Novels, needless to say, are not getting any better either, but then I stopped reading fiction after Hemingway, Fitzgerald, Maugham, Greene, Waugh, Mailer, Irwin Shaw and James Jones. Nowadays I stick to history. Long ago Aristotle wrote that the ability to delight in fine characters and noble actions is the most important of habits. The characters of Fitzgerald and co. hardly live up to Aristotle’s standards, but the writing is so good that one overlooks the lack of noble actions. The same applies to Papa’s heroes, all of them flawed, all of them a delight to read about.


The great exception is Larry Darrell, Maugham’s protagonist in The Razor’s Edge. Larry is just about perfect. As one who gives in easily to temptation, I can now blame my weaknesses on the inadequate ideal set by my literary heroes. Most of them are incurable romantics, lechers and hopeless drunks. Finally I have an excuse. Incidentally, the prologue of Julia Carter’s recently published Sunlight and Shadows (about writers on the Riviera) is among the finest I’ve read about that once fabulous piece of real estate. The section on Maugham is perfect. The great man struggled mostly with his sexuality, not with the existence of the Almighty. Many writers deny God, even devout Catholics such as Waugh and Greene. Well, they don’t exactly deny him, but they show public piety corrupting private faith. What I discover as I grow older is that some very, very smart people believe in God. Even Charles Darwin believed in God. Scientists (physics is accommodating to God), prominent intellectuals and poor little me are all in awe (especially as one nears the end). As they say, there are no atheists in foxholes. Unexpectedly, many modernist poets had faith: Auden and Eliot, Yeats and Wallace Stevens. Chesterton and Belloc were true believers and wonderful men and I couldn’t give a flying you-know-what if they are at present out of favour.

Those against God are the smelly, bearded types such as Nietzsche (who Richard Wagner said went nuts because of too much masturbation), Shaw, Freud, Picasso and freaks like Foucault, Lacan and Lyotard. Dawkins and Hitchens made hay with their anti-God campaigns, contending that western society would be better off if we could eradicate from it the last vestiges of Christianity. I say society would be better off if both men had been born donkeys, helping to carry overweight tourists up steep Santorini island steps.

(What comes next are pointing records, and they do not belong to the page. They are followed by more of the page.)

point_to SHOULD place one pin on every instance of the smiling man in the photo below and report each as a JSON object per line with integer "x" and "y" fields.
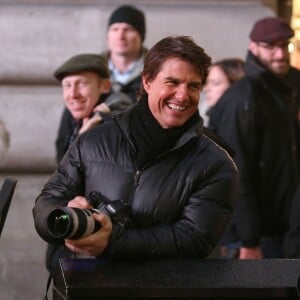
{"x": 178, "y": 184}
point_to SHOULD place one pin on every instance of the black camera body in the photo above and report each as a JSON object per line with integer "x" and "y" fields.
{"x": 74, "y": 223}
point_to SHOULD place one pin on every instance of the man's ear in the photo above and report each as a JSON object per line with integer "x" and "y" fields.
{"x": 105, "y": 85}
{"x": 146, "y": 84}
{"x": 253, "y": 47}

What these otherwise smart but foolish and ignorant people seem to forget is that Christianity not only created equality among men, it also shaped the West. True Christians believe that God places infinite value on every human life. Christian salvation is an individual matter and has nothing to do with tribe, family or wealth. The know-nothings who have tried to connect Christianity with slavery in the dump that America has turned into can’t even get their facts right. Slavery predated Christianity by many centuries. The late Sir David Barclay and I talked a lot about Christianity and our Lord Jesus. Mind you, there are worse things than ignorance, although right now only Biden comes to mind.

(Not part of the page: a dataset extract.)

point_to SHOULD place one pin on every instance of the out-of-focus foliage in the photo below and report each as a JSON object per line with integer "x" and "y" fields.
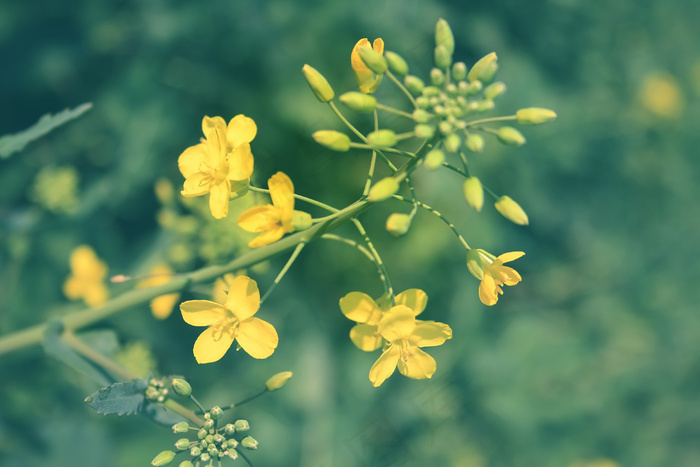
{"x": 591, "y": 361}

And speaking of calamities, three weeks ago, on 11 August, a terrible thing happened: I turned 85. I am not about to turn aging into a moral project, but what hacks me off is the big lie I was told 60 or even 70 years ago: that if I reached a ripe old age, the rage to live would subside and an inner peace would take hold of me. It’s as big a lie as socialism, or the one that says we’re all created equal.

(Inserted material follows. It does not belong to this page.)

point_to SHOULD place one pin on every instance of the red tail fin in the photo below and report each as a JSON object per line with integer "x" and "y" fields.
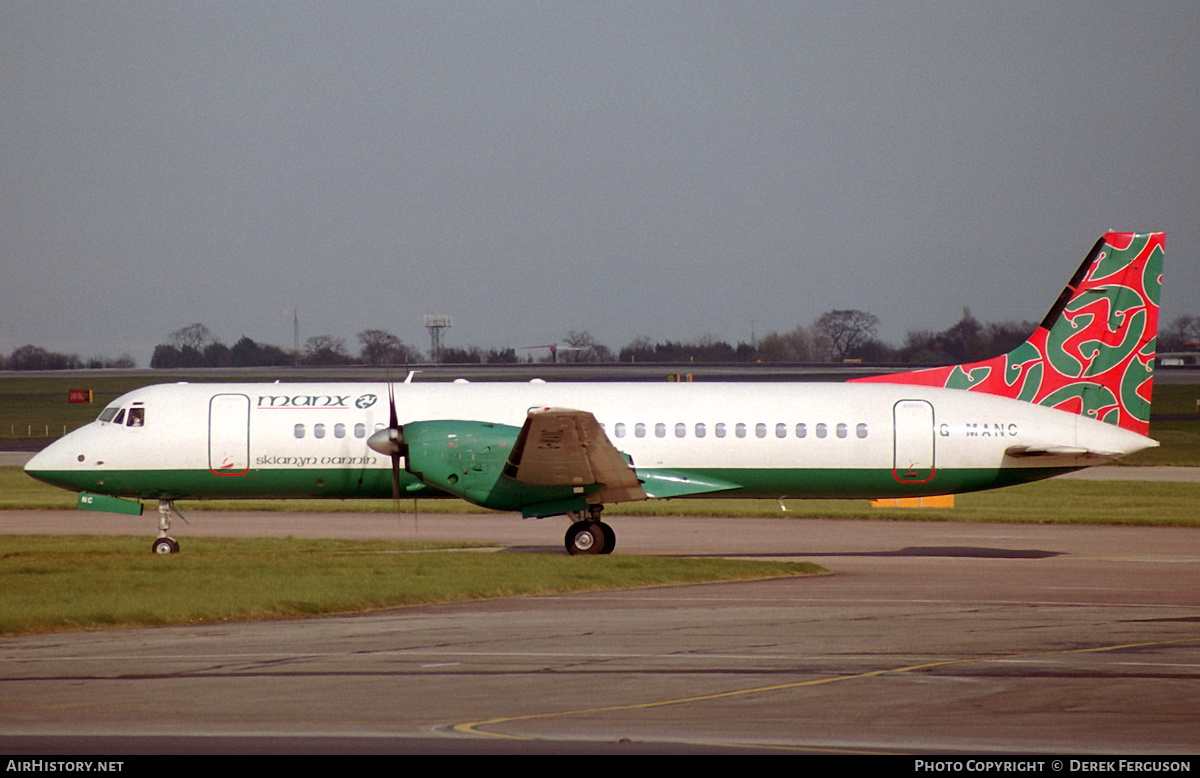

The urge to chase beautiful women never goes away, so keep that in mind, you young whippersnappers. What does suffer is the performance, but that’s not necessarily a bad thing. The words also tend to come slowly. But as far as throwing in the towel is concerned, the best sportswriter in America, Phil Mushnick, said he’d rather expire than retire, and that goes for me too, though it’s not up to me but a matter for the sainted one.

In the meantime, daily training, hard-contact karate against younger opponents, and lots of drinking and smoking and partying will do. Why change a winning game?